Frith a fourni des preuves expérimentales montrant que les patients schizophrènes, avec perturbations comportementales telles que les discours incohérents, sont en difficulté pour attribuer des intentions ou croyances aux autres, ce qui n’est pas le cas des patients schizophrènes avec symptômes passifs (Pickup et Frith, 2001). L’idée d’un lien entre la désorganisation et les difficultés d’attribution d’intention a réellement été appuyée par des études statistiques montrant des corrélations entre le niveau de désorganisation et le niveau de réponse correct dans une tâche de TDE (Greig et al., 1999). Une autre étude menée par l’équipe de Hardy-Baylé (Sarfati et al., 1997b; Sarfati et Hardy-Baylé, 1999) a montré que certains patients schizophrènes (désorganisés) ont des difficultés à identifier les intentions des personnages de la bande dessinée. Le type d’erreur de ces patients montre qu’ils tentent de donner du sens aux comportements des autres en

répondant par la réponse la plus fréquente au quotidien au lieu de prendre en compte l’état mental qui le sous-tend et tel qu’il est suggéré par le contexte.

Dans les situations de vie quotidienne, la communication avec les autres requiert une grande capacité à s’adapter au contexte et à attribuer des états mentaux adéquats.

Ces deux processus cognitifs (prise en compte du contexte et de l’état mental de l’autre) qui sous-tendraient la désorganisation schizophrénique ne seraient peut-être pas indépendants. Pour Pickup et Frith (1997), les déficits en TDE et de prise en compte du contexte peuvent renvoyer à un seul dysfonctionnement dans la schizophrénie. Le déficit en TDE pourrait en effet prendre racine dans un déficit clé lié à l’intégration d’informations contextuelles (Harrow et al., 2000). Ainsi, la capacité à prendre en compte les informations contextuelles, qui est considérée comme un processus cognitif élémentaire (de bas niveau), peut avoir des conséquences à un niveau plus élevé (au niveau des capacités de TDE), qui requiert aussi l’intégration du matériel contextuel utile afin de proposer une réponse appropriée (Hardy-Baylé et al., 1994; 1996).

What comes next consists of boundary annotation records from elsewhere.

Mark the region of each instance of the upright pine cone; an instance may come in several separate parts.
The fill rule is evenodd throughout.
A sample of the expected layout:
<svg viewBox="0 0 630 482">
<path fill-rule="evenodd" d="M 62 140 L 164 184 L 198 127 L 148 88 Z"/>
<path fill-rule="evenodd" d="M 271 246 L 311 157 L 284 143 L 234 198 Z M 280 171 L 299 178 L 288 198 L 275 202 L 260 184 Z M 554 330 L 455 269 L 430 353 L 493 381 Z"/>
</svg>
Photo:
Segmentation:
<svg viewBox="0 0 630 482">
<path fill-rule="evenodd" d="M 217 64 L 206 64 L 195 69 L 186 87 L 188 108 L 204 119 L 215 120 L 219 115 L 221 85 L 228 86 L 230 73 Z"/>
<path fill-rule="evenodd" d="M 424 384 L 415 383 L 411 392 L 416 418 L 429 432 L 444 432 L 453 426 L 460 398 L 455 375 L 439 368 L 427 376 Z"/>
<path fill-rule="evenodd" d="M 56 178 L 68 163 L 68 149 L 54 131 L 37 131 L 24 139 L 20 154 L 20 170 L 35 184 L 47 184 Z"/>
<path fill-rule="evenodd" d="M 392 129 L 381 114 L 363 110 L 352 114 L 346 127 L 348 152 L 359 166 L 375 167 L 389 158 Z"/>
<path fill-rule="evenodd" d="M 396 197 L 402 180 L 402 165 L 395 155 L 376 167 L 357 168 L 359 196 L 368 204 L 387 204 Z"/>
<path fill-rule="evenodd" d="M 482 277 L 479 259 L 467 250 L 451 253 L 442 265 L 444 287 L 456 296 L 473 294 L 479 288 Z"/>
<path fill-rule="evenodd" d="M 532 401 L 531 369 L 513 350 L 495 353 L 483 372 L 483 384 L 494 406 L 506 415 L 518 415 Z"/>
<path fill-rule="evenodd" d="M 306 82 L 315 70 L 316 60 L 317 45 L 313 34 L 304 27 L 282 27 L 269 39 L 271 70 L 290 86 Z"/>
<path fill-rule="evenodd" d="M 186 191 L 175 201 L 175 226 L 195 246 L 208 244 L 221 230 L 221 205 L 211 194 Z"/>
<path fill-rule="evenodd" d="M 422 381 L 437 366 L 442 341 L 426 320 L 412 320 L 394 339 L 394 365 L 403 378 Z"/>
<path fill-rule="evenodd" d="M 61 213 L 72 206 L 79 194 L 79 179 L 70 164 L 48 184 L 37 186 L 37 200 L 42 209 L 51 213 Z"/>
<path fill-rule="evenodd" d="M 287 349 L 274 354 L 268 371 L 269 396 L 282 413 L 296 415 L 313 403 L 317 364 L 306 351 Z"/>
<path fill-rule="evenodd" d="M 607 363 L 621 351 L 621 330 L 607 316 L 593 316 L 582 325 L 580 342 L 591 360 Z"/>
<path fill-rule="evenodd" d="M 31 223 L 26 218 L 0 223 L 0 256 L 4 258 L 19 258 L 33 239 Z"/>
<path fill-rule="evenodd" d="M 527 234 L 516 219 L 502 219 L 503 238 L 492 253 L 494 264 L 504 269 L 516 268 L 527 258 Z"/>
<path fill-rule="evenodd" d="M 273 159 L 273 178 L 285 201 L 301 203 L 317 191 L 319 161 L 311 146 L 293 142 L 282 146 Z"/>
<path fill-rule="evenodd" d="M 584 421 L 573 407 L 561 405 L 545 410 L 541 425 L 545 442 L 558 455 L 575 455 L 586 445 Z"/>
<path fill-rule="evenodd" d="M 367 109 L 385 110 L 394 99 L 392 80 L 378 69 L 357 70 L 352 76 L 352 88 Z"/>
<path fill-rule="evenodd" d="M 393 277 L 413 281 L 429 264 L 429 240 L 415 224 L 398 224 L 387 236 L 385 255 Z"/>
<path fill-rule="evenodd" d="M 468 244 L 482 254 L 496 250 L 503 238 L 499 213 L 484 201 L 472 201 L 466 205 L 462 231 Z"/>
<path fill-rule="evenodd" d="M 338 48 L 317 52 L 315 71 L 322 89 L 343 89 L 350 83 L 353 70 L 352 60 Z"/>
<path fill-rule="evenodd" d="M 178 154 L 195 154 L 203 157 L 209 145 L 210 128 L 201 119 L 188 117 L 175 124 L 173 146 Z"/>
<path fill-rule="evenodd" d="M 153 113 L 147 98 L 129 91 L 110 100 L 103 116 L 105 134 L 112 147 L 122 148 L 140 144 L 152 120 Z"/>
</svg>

A l’opposé de Frith (1992), Hardy-Baylé (1994) inscrit l’attribution d’intention à autrui dans le même cadre théorique que les modèles traditionnels de la théorie de l’esprit. Elle postule que l’attribution d’un état mental à un sujet n’aurait qu’un accès facultatif et secondaire à la conscience, comme un « output » du traitement de l’information. Selon elle, les verbalisations intervenant au décours de la mise en situation expérimentale sont informatives mais ne coïncident pas systématiquement avec l’exploitation faite des stratégies sous-jacentes.

Les deux modèles présentés ci-dessus supposent que seuls les sujets schizophrènes présentant des troubles du langage et de la communication devraient présenter un déficit d’attribution d’intention à autrui. Ces hypothèses théoriques sont validées par Sarfati et al. (1997a et b) qui ont ainsi montré que seuls les sujets schizophrènes désorganisés avaient des difficultés à reconnaître les intentions et fausses croyances des protagonistes. Par ailleurs, il semble que le déficit en TDE dans la schizophrénie ne soit pas immuable comme dans l’autisme mais au contraire, remédiable sous certaines conditions.